Daily Press Briefing
Sean McCormack, Spokesman
Washington, DC
May 12, 2006

INDEX:

UZBEKISTAN
One Year After Andijan Tragedy
Congressional Legislation Proposing Targeted Sanctions

MISCELLANEOUS
International Committee of the Red Cross (ICRC) Criticism of US
Regarding Access to Detainees
Secretary Rice's Meeting with ICRC President Kellenberger

IRAN
UN Secretary General's Comments on US Holding Direct Talks with
Iran
Reported New Uranium Traces Found at an Iranian Site / Release of
International Atomic Energy Agency (IAEA) report on Iranian
Nuclear Program
Secretary Rice's Involvement / Diplomatic Efforts on Iran Issue
Status of Discussions on Incentives Package for Iran
P-5 +1 Meeting in London Next Week


TRANSCRIPT:

12:47 p.m. EDT


MR. MCCORMACK: Good afternoon, everybody. How are you? I have one opening statement then we can get into questions. This is on the one-year anniversary of the incidents in Andijon.

"A year after the tragic events in Andijon, the Government of Uzbekistan still owes the victims and survivors a full accounting of what took place. Numerous eyewitness reports of security forces shooting and killing several hundred men, women and children have not been adequately addressed. The United States again calls on the Government of Uzbekistan to allow for a full, credible and transparent international investigation into Andijon, to cease immediately the crackdown on civil society, and to take steps to uphold Uzbekistan's international human rights commitments."

With that, I'd be happy to take your questions.

QUESTION: Yesterday, you were asked about sanctions legislation proposed by Chris Smith and John McCain.

MR. MCCORMACK: Right.

QUESTION: Any response?

MR. MCCORMACK: At this point, George, I think the legislation is at a very preliminary stage, but we would not, at this time, rule out sanctions on Uzbekistan. I think that in the weeks and months ahead, as this legislation is considered by both houses, the Senate and the House of Representatives, we'll be working closely with members of Congress on it. But as of this moment, we would not rule out sanctions.

Okay. Any other topics? Charlie.

(No response.)

(Laughter.)

MR. MCCORMACK: Almost got off.

(Laughter.)

MR. CASEY: Not fast enough, Charlie.

MR. MCCORMACK: Teri.

QUESTION: I had my moment, could have made it a record briefing.

MR. MCCORMACK: Mr. Gedda.

QUESTION: You got another one -- do you have any comment to -- with respect to the statement by the head of the International Committee for the Red Cross, deploring the refusal of the United States to allow a Red Cross delegation to visit people being held in secret detention?

MR. MCCORMACK: Well, George, we have a good working relationship with the International Committee of the Red Cross.
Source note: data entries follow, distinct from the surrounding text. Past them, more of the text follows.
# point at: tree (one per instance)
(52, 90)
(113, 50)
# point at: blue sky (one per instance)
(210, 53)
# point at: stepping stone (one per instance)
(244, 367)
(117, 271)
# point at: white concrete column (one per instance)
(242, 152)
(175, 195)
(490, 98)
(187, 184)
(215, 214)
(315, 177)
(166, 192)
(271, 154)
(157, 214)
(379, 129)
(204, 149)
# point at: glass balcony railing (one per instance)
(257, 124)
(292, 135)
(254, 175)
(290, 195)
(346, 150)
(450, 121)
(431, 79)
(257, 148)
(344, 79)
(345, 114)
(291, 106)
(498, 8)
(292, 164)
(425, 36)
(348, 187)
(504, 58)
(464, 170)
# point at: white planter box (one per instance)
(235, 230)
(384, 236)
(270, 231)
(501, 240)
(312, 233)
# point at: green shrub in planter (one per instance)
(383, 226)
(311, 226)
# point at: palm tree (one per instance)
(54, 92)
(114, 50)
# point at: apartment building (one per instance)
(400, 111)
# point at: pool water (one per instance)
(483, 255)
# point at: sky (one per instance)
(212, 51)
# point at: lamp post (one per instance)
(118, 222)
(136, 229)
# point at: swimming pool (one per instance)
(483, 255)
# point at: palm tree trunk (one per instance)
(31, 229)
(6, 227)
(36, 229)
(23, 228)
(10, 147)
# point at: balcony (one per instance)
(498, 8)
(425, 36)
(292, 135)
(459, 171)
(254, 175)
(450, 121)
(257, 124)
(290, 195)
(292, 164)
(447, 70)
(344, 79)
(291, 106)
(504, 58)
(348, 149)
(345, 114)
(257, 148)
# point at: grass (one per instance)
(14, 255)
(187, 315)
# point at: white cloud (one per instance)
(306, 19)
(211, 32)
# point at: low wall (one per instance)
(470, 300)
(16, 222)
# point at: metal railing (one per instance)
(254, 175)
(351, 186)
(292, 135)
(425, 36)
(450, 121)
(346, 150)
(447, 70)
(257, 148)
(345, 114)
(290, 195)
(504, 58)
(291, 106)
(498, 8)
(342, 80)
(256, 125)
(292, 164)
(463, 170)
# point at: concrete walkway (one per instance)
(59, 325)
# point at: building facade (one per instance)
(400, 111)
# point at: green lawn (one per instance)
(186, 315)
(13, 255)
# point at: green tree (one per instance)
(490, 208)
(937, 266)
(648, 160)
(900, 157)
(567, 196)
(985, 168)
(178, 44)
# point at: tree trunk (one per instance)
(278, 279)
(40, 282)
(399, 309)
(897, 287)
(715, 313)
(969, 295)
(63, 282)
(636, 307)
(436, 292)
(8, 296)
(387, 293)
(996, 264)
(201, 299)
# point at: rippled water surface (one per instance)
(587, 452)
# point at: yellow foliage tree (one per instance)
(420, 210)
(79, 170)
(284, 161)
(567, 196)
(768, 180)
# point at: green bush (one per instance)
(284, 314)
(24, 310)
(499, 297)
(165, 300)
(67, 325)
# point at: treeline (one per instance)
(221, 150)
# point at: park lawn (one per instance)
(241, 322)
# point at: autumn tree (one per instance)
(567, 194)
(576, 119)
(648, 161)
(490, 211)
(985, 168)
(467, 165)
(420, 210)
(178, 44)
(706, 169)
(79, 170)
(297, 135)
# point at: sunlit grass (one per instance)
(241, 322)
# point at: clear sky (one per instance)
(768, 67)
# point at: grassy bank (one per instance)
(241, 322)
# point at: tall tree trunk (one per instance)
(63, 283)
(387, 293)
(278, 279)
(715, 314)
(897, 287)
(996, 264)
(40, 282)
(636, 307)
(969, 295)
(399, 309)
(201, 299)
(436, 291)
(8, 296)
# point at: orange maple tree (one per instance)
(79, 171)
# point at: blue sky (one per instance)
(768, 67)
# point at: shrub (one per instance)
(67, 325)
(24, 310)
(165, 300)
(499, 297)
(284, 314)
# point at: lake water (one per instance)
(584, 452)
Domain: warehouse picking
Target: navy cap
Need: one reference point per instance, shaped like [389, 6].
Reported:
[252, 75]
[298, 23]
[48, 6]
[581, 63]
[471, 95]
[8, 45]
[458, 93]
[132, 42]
Various government agencies work with the ICRC. We have very solid trust relationships with them. Secretary Rice has an excellent relationship with Mr. Kellenberger, the head of the ICRC; that is a relationship of mutual trust. And we provide access to the vast majority of individuals who are being held by the United States Government and we are in compliance with our international treaty obligations regarding the third and fourth Geneva Conventions.

QUESTION: Well, it's very unusual for them to be as outspoken as they have been. And obviously, they think this is a very serious situation that some people simply are beyond their reach. And they obviously don't think that you're in compliance, so have you agreed to disagree with them on this?

MR. MCCORMACK: Well, the issue did come up in the discussion with the Secretary yesterday and I expect it will come up in Mr. Kellenberger's other meetings around town in Washington. I know that he has a series of other meetings.

Look, there are -- under the Geneva Conventions there is a certain category of individual, and this is allowed for under the Geneva Conventions, individuals who forfeit their rights under Geneva Convention protections, and they do this through a variety of different actions. So there are a group of -- there are allowances in the Geneva Convention for individuals who would not be covered by that convention and, therefore the party holding them would not be subject to the Geneva Conventions in providing access to those individuals.

QUESTION: Can I follow up.

MR. MCCORMACK: Sure.

QUESTION: But I believe that the President had said, at the time that the controversy about these detainees started, that even enemy combatants would be allowed to have the same rights as those under the Geneva Conventions, even if they weren't covered by the conventions. And if you say that these detainees are being treated according to all human rights international law, then why not let the ICRC see them to make sure for themselves?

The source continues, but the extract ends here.